Toutefois, une Constitution, certes libérale, qui affirme d'emblée l'existence d'une seule nation castillane et l'indivisibilité du territoire espagnol, fige les rapports de domination de la majorité sur les minorités et bafoue, de la sorte, le droit démocratique des peuples à l'autodétermination. D'ailleurs, le dogmatisme constitutionnel et national espagnol est bien illustré par la fin de non-recevoir qu'ont reçu les Catalans, chaque fois qu'ils ont tenté de dialoguer avec Madrid sur la question de leur «statut constitutionnel» ces dernières années.

Faut-il s'étonner qu'aux yeux des Catalans, cette Constitution ne soit ni démocratique ni légitime, et qu'ils ne se sentent pas liés par cette dernière?

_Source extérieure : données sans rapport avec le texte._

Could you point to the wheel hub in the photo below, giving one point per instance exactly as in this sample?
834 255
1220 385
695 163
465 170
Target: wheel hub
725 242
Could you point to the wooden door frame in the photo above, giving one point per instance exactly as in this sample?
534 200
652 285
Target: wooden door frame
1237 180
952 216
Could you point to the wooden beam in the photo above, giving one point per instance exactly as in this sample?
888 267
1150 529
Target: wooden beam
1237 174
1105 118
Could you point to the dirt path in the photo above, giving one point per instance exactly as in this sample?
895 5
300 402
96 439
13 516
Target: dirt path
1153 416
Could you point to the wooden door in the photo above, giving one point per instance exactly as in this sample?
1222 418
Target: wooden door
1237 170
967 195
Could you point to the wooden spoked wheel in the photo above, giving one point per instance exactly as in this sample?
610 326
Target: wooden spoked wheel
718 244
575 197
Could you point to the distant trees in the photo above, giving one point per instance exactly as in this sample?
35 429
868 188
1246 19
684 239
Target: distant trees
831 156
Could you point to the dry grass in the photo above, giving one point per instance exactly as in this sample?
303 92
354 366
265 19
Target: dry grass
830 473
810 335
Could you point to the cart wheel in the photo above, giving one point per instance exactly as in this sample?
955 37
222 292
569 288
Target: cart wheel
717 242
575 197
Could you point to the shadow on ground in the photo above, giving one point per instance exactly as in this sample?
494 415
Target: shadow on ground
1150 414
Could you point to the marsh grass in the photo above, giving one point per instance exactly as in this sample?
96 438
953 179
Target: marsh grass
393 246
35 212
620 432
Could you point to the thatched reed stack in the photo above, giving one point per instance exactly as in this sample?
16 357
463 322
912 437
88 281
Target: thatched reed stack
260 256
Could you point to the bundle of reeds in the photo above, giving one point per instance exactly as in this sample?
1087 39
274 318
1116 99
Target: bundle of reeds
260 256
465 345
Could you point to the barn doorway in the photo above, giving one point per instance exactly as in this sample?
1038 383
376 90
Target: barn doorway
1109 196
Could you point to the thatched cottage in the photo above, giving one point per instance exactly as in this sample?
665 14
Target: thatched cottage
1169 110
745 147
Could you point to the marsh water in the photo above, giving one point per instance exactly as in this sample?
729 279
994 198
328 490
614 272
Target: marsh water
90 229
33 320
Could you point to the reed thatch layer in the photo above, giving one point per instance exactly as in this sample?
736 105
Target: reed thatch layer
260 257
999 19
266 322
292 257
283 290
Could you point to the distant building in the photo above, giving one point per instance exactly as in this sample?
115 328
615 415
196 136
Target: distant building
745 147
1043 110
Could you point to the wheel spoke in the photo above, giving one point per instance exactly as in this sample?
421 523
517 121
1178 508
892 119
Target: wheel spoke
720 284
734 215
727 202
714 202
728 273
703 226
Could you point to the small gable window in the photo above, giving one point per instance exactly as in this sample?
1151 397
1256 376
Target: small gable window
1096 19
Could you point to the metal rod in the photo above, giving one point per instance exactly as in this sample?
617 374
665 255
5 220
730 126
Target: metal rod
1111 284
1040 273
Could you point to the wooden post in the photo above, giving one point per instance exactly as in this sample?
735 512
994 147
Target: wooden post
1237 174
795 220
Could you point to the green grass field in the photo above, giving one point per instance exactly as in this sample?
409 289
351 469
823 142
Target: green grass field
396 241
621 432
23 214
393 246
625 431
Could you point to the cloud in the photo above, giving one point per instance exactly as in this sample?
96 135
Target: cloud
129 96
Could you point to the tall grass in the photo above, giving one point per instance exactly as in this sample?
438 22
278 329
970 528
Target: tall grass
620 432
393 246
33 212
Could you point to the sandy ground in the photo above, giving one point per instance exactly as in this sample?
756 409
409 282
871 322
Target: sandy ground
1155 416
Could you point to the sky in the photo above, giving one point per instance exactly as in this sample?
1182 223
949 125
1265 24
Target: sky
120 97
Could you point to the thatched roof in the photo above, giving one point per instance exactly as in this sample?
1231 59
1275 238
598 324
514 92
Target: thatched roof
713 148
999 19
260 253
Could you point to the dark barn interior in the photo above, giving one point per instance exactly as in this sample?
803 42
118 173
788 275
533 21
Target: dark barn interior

Dans ce contexte, la répression violente du mouvement nationaliste catalan est une manifestation arbitraire et tyrannique de l'État espagnol, qui cherche à préserver son pouvoir au nom du constitutionnalisme.

Faut-il s'étonner, aussi, du silence des autres États constitutionnels libéraux, comme le Canada, face à la répression espagnole?

Il y a donc une hypocrisie des États constitutionnels libéraux, qui prônent d'un côté la démocratie et la règle de droit, mais, de l'autre, qui répriment leurs nations minoritaires en quête de reconnaissance.

À l'ère du constitutionnalisme libéral, la constitution est une prison pour les peuples minoritaires.